The article then describes the typical characteristics of fibrinogen amyloidosis on kidney biopsies, which include:
- Massive amyloid deposits are essentially isolated to the glomeruli.
- Amyloid deposits do not stain positive for immunoglobulin light chains (AL amyloidosis).
- There is very little if any amyloid deposition in the vascular or tubulointerstitial compartments (blood vessels and other areas outside the glomeruli).
- There will often be changes in blood vessels due to hypertension.
- Interstitial fibrosis (damage to the tubules and the capillaries) will often be present. (That specific term was used in Mom's biopsy report.)
The article closes with some statements about amyloidosis being part of the differential diagnosis in kidney failure, and the importance of correctly typing the amyloidosis to guide treatment.
This article gives us two more cases where things went right and the patients were correctly diagnosed. It is the only article I can recall that goes into such depth on the other possible diagnoses that were considered, which I think is an important point.
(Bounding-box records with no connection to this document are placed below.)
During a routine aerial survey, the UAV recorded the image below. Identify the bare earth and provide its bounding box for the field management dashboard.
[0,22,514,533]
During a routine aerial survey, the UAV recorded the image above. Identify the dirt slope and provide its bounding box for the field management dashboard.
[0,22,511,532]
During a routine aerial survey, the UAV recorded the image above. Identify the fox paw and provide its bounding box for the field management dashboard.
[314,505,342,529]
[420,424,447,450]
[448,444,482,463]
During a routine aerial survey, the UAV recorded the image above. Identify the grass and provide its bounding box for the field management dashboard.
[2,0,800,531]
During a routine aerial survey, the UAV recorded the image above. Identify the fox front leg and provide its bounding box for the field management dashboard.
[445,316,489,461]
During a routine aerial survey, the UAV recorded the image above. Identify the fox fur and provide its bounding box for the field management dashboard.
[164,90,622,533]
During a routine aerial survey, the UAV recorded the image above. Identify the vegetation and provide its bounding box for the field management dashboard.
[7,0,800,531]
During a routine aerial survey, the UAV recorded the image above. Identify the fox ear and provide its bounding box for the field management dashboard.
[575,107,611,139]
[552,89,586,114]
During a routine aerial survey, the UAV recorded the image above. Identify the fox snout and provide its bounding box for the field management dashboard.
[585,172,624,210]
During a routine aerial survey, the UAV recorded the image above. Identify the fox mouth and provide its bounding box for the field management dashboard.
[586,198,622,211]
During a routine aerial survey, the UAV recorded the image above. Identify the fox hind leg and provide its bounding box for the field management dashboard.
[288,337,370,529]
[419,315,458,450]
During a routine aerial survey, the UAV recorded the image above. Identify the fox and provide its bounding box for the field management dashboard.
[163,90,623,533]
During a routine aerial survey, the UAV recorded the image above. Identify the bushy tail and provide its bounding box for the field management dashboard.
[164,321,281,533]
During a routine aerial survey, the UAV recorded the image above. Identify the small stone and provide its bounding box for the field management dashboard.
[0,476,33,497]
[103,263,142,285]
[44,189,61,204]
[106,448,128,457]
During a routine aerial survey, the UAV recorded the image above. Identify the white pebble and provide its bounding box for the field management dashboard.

There are many causes of reduced kidney function whose symptoms are similar to those of fibrinogen amyloidosis, and many of those will appear similar in a kidney biopsy. The Congo Red staining seems to be the best way (perhaps the only way) to rule out those other causes and direct someone to a diagnosis of amyloidosis.
The next article up for review, as promised, will be a very important article on treatment for fibrinogen amyloidosis.
(1) D. V. Miller, A. Dogan, and S. Sethi, "New-Onset Proteinuria With Massive Amorphous Glomerular Deposits," American journal of kidney diseases : the official journal of the National Kidney Foundation, vol. 55, pp. 749-754, 2010.